Abstract:
Disclosed is a read-out circuit for use with semiconductor memory devices such as image memories comprising both a group of randomly accessible memory cells and serial registers that are serially accessed. The read-out circuit contains presetting means for presetting the output side of a column selector of the memory before signal read-out. This prevents the drop in performance margin attributable to boosted parasitic capacity on the column selector output side.

Description:
BACKGROUND OF THE INVENTION 
     1. Field of the Invention 
     The present invention relates to a read-out circuit for use with semiconductor memory devices and, more particularly, to a read-out circuit comprising first selecting means for selectively reading data from a plurality of memory means; first data storing means for storing the data read out by the selecting means; transferring means for transferring the data stored in the first data storing means in synchronism with an external clock signal; second data storing means for storing the data sent from the transferring means; and second selecting means for selectively outputting to an output port the data stored in the second data storing means. 

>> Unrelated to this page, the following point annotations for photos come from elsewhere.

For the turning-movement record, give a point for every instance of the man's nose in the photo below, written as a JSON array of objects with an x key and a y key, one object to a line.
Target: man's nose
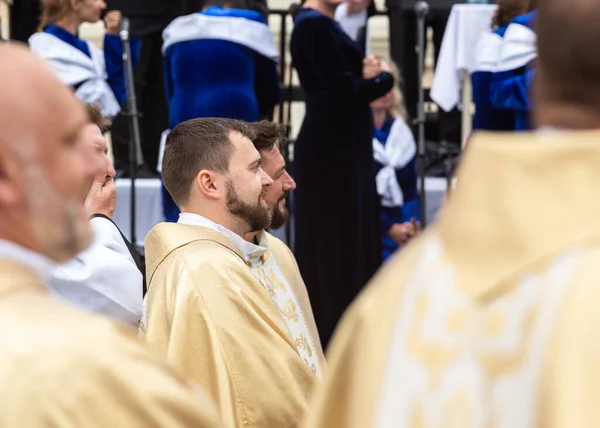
[
  {"x": 266, "y": 179},
  {"x": 289, "y": 183}
]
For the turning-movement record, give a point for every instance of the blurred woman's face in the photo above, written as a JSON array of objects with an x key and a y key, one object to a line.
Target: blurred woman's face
[
  {"x": 88, "y": 10},
  {"x": 333, "y": 3},
  {"x": 384, "y": 102}
]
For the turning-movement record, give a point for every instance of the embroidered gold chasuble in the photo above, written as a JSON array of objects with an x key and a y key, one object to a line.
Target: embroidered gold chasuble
[
  {"x": 491, "y": 318},
  {"x": 210, "y": 315},
  {"x": 61, "y": 367}
]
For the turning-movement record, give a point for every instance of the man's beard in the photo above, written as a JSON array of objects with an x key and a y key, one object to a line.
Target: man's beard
[
  {"x": 279, "y": 216},
  {"x": 256, "y": 216},
  {"x": 67, "y": 237}
]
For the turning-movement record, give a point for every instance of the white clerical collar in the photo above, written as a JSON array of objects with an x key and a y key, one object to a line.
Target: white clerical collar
[
  {"x": 249, "y": 250},
  {"x": 41, "y": 264}
]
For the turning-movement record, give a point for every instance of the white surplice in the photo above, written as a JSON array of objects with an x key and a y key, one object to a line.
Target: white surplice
[
  {"x": 104, "y": 278},
  {"x": 76, "y": 69}
]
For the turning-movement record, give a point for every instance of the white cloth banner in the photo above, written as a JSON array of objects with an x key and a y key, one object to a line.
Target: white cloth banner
[{"x": 465, "y": 26}]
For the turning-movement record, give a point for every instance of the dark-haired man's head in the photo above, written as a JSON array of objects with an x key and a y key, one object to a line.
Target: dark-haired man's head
[
  {"x": 567, "y": 88},
  {"x": 269, "y": 138},
  {"x": 211, "y": 168}
]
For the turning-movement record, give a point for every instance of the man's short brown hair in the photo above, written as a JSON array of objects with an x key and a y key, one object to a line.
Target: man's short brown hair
[
  {"x": 95, "y": 116},
  {"x": 268, "y": 135},
  {"x": 568, "y": 36},
  {"x": 195, "y": 145}
]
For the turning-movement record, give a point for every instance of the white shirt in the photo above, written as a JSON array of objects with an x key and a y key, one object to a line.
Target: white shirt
[
  {"x": 104, "y": 278},
  {"x": 247, "y": 249},
  {"x": 41, "y": 264}
]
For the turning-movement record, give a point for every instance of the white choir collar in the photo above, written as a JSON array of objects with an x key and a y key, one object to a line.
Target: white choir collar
[
  {"x": 39, "y": 263},
  {"x": 249, "y": 250}
]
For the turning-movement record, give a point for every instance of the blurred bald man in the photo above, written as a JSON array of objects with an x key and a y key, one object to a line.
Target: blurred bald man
[
  {"x": 60, "y": 367},
  {"x": 491, "y": 318}
]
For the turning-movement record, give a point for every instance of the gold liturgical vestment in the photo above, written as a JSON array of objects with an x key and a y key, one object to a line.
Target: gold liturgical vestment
[
  {"x": 491, "y": 318},
  {"x": 209, "y": 315},
  {"x": 60, "y": 367}
]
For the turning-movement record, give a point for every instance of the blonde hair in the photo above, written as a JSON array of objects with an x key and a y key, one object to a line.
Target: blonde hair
[{"x": 53, "y": 11}]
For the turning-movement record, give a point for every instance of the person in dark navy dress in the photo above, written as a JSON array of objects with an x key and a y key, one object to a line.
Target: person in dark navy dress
[{"x": 338, "y": 245}]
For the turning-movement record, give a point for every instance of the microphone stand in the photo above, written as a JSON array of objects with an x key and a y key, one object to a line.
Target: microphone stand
[
  {"x": 135, "y": 152},
  {"x": 421, "y": 10}
]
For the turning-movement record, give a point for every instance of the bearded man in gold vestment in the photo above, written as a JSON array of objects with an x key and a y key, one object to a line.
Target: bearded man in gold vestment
[
  {"x": 206, "y": 309},
  {"x": 491, "y": 319},
  {"x": 60, "y": 367}
]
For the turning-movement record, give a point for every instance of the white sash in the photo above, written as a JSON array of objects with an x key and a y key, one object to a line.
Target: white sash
[
  {"x": 487, "y": 52},
  {"x": 74, "y": 67},
  {"x": 254, "y": 35},
  {"x": 519, "y": 48},
  {"x": 399, "y": 150}
]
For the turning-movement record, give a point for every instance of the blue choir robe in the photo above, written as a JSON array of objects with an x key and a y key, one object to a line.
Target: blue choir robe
[
  {"x": 513, "y": 74},
  {"x": 395, "y": 154},
  {"x": 95, "y": 76},
  {"x": 487, "y": 117},
  {"x": 218, "y": 63}
]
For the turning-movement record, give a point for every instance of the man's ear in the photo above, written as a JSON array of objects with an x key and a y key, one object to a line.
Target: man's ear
[{"x": 208, "y": 185}]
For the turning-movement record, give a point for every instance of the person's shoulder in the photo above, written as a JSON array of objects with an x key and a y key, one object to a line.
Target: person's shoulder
[
  {"x": 277, "y": 246},
  {"x": 309, "y": 19},
  {"x": 79, "y": 365}
]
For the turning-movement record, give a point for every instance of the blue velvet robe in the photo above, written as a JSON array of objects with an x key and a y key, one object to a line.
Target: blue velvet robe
[
  {"x": 487, "y": 116},
  {"x": 218, "y": 78},
  {"x": 338, "y": 245}
]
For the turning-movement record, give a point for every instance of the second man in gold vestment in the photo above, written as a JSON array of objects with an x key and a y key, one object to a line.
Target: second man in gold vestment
[{"x": 205, "y": 309}]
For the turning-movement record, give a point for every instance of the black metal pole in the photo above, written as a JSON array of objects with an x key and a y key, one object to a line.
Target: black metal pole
[
  {"x": 282, "y": 63},
  {"x": 421, "y": 9},
  {"x": 134, "y": 126}
]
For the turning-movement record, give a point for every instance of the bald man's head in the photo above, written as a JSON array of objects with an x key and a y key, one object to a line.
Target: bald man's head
[
  {"x": 569, "y": 66},
  {"x": 43, "y": 180}
]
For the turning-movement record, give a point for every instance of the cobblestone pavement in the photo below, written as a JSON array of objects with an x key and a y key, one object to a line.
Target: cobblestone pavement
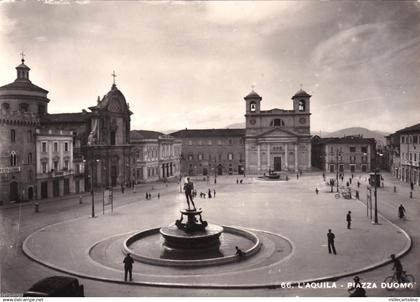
[{"x": 288, "y": 207}]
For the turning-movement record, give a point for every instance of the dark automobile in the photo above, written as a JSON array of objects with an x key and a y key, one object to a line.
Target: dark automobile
[{"x": 56, "y": 286}]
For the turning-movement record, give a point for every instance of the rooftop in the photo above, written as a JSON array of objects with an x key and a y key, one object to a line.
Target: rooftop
[
  {"x": 145, "y": 134},
  {"x": 77, "y": 117},
  {"x": 208, "y": 133},
  {"x": 414, "y": 128}
]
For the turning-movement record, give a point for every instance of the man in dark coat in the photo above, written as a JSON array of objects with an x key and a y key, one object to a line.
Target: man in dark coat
[
  {"x": 348, "y": 219},
  {"x": 128, "y": 267},
  {"x": 188, "y": 188},
  {"x": 331, "y": 238}
]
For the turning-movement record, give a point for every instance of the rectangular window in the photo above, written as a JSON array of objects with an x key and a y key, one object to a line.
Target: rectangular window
[{"x": 13, "y": 135}]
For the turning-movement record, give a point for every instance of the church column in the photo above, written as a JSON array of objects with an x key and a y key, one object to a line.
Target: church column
[
  {"x": 309, "y": 156},
  {"x": 258, "y": 157}
]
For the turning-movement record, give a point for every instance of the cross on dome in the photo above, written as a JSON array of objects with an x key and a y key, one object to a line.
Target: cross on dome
[
  {"x": 114, "y": 76},
  {"x": 22, "y": 54}
]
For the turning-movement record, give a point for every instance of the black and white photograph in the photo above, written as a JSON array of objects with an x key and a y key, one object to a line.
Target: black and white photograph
[{"x": 214, "y": 149}]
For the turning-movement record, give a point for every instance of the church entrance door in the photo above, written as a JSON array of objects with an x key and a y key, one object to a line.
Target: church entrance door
[
  {"x": 113, "y": 176},
  {"x": 277, "y": 163},
  {"x": 14, "y": 191}
]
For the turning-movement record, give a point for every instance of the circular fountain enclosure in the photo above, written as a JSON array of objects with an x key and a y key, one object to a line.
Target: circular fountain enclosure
[
  {"x": 198, "y": 240},
  {"x": 186, "y": 261}
]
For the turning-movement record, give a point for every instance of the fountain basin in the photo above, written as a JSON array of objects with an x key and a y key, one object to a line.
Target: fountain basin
[{"x": 137, "y": 243}]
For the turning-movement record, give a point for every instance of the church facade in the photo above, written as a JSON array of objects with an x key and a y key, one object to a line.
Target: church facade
[{"x": 277, "y": 140}]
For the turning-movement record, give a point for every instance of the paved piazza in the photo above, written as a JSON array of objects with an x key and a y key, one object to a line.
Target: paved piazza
[{"x": 288, "y": 217}]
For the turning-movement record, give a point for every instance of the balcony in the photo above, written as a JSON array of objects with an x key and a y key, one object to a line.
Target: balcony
[{"x": 7, "y": 170}]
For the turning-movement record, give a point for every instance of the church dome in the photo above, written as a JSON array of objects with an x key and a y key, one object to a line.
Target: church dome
[
  {"x": 22, "y": 86},
  {"x": 253, "y": 95},
  {"x": 301, "y": 93},
  {"x": 113, "y": 101}
]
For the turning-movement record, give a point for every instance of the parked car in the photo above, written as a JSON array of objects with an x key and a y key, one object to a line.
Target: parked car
[{"x": 56, "y": 286}]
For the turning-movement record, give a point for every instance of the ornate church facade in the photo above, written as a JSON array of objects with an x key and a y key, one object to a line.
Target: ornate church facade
[{"x": 277, "y": 139}]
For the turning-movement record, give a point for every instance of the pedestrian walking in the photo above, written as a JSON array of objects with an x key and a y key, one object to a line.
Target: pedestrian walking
[
  {"x": 401, "y": 211},
  {"x": 348, "y": 219},
  {"x": 331, "y": 246},
  {"x": 128, "y": 267},
  {"x": 189, "y": 188}
]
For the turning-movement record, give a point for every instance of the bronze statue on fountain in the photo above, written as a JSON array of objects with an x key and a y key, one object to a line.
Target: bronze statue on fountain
[{"x": 193, "y": 224}]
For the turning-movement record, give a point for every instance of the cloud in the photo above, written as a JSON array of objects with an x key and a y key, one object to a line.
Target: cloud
[{"x": 362, "y": 44}]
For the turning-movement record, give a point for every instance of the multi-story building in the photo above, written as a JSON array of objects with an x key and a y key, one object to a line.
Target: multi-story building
[
  {"x": 212, "y": 151},
  {"x": 157, "y": 156},
  {"x": 101, "y": 139},
  {"x": 54, "y": 164},
  {"x": 391, "y": 153},
  {"x": 347, "y": 154},
  {"x": 410, "y": 154},
  {"x": 21, "y": 105},
  {"x": 277, "y": 139}
]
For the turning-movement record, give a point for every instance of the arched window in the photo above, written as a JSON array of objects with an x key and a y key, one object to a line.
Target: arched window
[
  {"x": 23, "y": 107},
  {"x": 277, "y": 123},
  {"x": 13, "y": 135},
  {"x": 253, "y": 107},
  {"x": 41, "y": 109},
  {"x": 302, "y": 105},
  {"x": 5, "y": 106},
  {"x": 13, "y": 159}
]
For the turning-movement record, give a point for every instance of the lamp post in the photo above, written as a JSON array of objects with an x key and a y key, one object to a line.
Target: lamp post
[
  {"x": 92, "y": 183},
  {"x": 336, "y": 161}
]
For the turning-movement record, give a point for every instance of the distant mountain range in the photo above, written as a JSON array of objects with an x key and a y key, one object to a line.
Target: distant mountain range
[{"x": 379, "y": 136}]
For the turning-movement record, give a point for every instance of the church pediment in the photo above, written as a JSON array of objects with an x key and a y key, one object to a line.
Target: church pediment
[{"x": 277, "y": 132}]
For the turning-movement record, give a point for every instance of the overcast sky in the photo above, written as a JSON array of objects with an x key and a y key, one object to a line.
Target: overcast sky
[{"x": 189, "y": 64}]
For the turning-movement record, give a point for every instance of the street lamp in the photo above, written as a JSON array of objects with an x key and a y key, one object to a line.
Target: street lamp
[
  {"x": 336, "y": 161},
  {"x": 92, "y": 183}
]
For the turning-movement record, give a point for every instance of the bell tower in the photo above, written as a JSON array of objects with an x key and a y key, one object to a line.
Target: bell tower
[
  {"x": 252, "y": 103},
  {"x": 301, "y": 102}
]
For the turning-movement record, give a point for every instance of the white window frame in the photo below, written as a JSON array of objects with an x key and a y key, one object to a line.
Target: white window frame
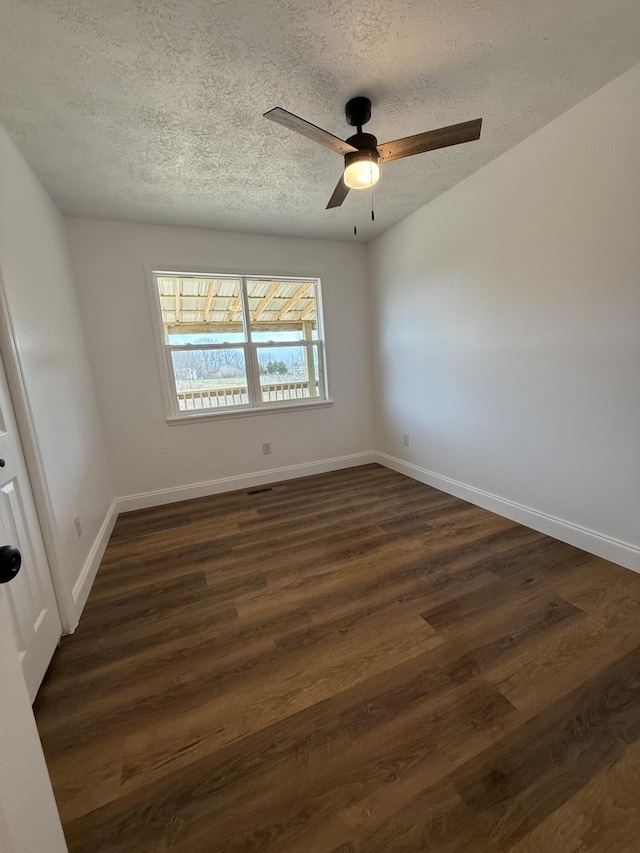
[{"x": 255, "y": 404}]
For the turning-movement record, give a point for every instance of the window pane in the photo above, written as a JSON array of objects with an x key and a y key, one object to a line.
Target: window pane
[
  {"x": 288, "y": 373},
  {"x": 210, "y": 379},
  {"x": 200, "y": 310},
  {"x": 282, "y": 310}
]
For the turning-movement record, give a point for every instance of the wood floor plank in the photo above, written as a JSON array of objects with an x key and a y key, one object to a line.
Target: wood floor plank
[{"x": 353, "y": 662}]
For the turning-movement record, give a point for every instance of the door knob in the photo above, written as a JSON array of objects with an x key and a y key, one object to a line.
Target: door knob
[{"x": 10, "y": 562}]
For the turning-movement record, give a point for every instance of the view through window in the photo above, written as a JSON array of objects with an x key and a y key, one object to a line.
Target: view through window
[{"x": 239, "y": 341}]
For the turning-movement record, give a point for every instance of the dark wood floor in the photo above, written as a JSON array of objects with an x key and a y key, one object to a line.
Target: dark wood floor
[{"x": 348, "y": 662}]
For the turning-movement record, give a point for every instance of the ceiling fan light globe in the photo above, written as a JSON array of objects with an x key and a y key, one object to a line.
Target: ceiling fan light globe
[{"x": 361, "y": 174}]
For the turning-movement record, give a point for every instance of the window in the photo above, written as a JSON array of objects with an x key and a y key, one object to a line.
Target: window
[{"x": 231, "y": 342}]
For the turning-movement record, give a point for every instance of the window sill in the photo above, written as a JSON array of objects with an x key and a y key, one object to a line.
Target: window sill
[{"x": 174, "y": 420}]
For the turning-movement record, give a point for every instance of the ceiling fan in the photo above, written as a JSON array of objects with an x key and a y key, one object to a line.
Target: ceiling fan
[{"x": 362, "y": 154}]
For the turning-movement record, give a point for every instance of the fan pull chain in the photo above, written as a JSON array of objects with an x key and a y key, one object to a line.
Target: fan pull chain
[{"x": 353, "y": 208}]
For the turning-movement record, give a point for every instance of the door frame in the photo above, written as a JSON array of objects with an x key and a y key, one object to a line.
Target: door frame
[{"x": 28, "y": 437}]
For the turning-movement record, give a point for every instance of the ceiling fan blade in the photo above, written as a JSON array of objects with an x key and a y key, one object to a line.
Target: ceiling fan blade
[
  {"x": 339, "y": 194},
  {"x": 467, "y": 131},
  {"x": 293, "y": 122}
]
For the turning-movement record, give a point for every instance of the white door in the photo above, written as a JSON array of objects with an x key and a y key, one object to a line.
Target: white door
[
  {"x": 30, "y": 597},
  {"x": 29, "y": 820}
]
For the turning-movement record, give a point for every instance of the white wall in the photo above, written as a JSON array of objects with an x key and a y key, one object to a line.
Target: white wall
[
  {"x": 507, "y": 321},
  {"x": 35, "y": 269},
  {"x": 146, "y": 453}
]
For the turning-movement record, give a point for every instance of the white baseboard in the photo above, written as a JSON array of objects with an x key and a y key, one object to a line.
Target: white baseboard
[
  {"x": 82, "y": 586},
  {"x": 243, "y": 481},
  {"x": 623, "y": 553}
]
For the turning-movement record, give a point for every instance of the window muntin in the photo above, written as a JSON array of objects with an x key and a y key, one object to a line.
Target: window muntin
[{"x": 239, "y": 342}]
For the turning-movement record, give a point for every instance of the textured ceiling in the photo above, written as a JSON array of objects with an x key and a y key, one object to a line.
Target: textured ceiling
[{"x": 149, "y": 110}]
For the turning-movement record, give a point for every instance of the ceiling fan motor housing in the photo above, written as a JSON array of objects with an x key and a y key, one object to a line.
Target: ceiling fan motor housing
[{"x": 358, "y": 111}]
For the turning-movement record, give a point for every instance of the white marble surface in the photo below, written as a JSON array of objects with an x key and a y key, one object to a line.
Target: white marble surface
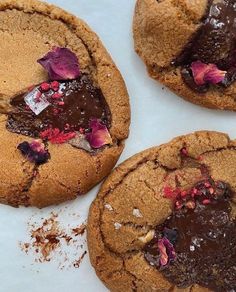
[{"x": 157, "y": 116}]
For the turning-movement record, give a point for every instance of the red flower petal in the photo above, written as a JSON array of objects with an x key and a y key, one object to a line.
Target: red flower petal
[
  {"x": 61, "y": 64},
  {"x": 206, "y": 73},
  {"x": 167, "y": 252},
  {"x": 99, "y": 135}
]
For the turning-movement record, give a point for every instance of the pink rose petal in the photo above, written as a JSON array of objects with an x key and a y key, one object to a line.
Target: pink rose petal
[
  {"x": 167, "y": 252},
  {"x": 99, "y": 135},
  {"x": 206, "y": 73},
  {"x": 35, "y": 151},
  {"x": 61, "y": 64}
]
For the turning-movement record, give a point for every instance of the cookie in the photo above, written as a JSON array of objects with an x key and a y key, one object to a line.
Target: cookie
[
  {"x": 165, "y": 219},
  {"x": 189, "y": 47},
  {"x": 64, "y": 106}
]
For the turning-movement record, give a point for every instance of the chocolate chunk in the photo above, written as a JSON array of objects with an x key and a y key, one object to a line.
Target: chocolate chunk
[
  {"x": 214, "y": 42},
  {"x": 70, "y": 109},
  {"x": 205, "y": 243}
]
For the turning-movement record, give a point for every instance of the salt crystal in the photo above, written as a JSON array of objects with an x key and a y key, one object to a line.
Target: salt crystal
[{"x": 37, "y": 105}]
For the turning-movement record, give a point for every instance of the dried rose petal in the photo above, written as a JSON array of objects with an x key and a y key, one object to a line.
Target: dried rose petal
[
  {"x": 55, "y": 136},
  {"x": 206, "y": 73},
  {"x": 34, "y": 151},
  {"x": 170, "y": 193},
  {"x": 61, "y": 64},
  {"x": 99, "y": 135},
  {"x": 167, "y": 252}
]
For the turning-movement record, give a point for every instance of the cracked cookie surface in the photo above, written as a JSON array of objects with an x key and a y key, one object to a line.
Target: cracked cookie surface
[
  {"x": 132, "y": 202},
  {"x": 28, "y": 30},
  {"x": 163, "y": 30}
]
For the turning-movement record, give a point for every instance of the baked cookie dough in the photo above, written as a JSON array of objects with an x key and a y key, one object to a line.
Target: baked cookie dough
[
  {"x": 29, "y": 29},
  {"x": 164, "y": 220},
  {"x": 189, "y": 46}
]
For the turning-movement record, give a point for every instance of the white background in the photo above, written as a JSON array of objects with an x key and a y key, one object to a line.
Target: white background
[{"x": 157, "y": 116}]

     2. Description of the Prior Art 
     Image memories generally contain both a group of matrix type memory cells (e.g., DRAM or SRAM memory array) that are randomly accessible, and serial registers that are serially accessible. The two sets of memory elements are interfaced through the so-called read-out circuit. The typical prior art read-out circuit is illustratively constructed as shown in FIG. 7. 
     In FIG. 7, reference characters SA represent a sense amplifier each. Each sense amplifier amplifies the data that is read from a memory cell to a bit line BL. The data coming from the memory cell and amplified by the sense amplifier SA is transferred through first selecting means (comprising column selectors Qc, Qc, . . . ) to first data storing means F.F.D. The data storing means F.F.D is illustratively a single-bit register made of a flip-flop device. 
     The data stored in the first data storing means F.F.D is transferred to second data storing means F.F.S in synchronism with an external clock signal. More specifically, the data is transferred via an MOS transistor Qt that is switched in accordance with a transfer signal T. 
     The second data storing means F.F.S is illustratively a single-bit register comprised of a flip-flop device. The data stored in the second data storing means F.F.S is read out onto a data bus via second selecting means (containing Y selectors Qy, Qy, . . . ) receiving a Y select signal Y. 
     In this setup, a single-bit register is provided for a plurality (n) of bit pairs constituting a single block BLK. There are m blocks for which are furnished m single-bit registers that make up an m-bit serial register. Illustratively, the number m is 4. 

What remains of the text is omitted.